Clinical and preclinical investigations have suggested a possible biological link betweenmajor depressive disorder (MDD) and Alzheimer's disease (AD). Therefore, a pharmacologic approach to treating MDD could be envisioned as a preventative therapy for some AD cases. In line with this, 1-(7-chloroquinolin-4-yl)-N-(4-methoxybenzyl)-5-methyl-1H-1,2,3-triazole-4 carboxamide (QTC-4-MeOBnE) is characterized as an inhibitor of ß-secretase, glycogen synthase kinase 3ß, and acetylcholinesterase and has also shown secondary effects underlying the modulation of neurogenesis and synaptic plasticity pathways. Therefore, we investigated the effects of QTC-4-MeOBnE treatment (0.1 or 1 mg/kg) on depressive-like behavior and cognitive impairments elicited by repeated injections of lipopolysaccharide (LPS; 250 µg/kg) in mice.

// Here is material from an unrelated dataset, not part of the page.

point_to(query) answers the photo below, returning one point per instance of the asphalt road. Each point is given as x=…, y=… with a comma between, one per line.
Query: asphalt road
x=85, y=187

Injections of LPS for seven days led to memory impairments and depressive-like behavior, as evidenced in the Y-maze/object recognition test and forced swimming/splash tests, respectively. However, these impairments were prevented in mice that, after the last LPS injection, were also treated with QTC-4-MeOBnE (1 mg/kg). This effect was associated with restoring blood-brain barrier permeability, reducing oxidative/nitrosative biomarkers, and decreasing neuroinflammation mediated NF-κB signaling in the hippocampus and cortex of the mice. To further investigate the involvement with NF-κB signaling, we evaluated the effects of QTC-4-MeOBnE on microglial cell activation through canonical and non-canonical pathways and the modulation of the involved components. Together, our findings highlight the pharmacological benefits of QTC-4-MeOBnE in a mouse model of sickness behavior and memory impairments, supporting the novel concept that since this molecule produces anti-depressant activity, it could also be beneficial for preventing AD onset and related dementias in subjects suffering from MDD through inflammatory pathway modulation.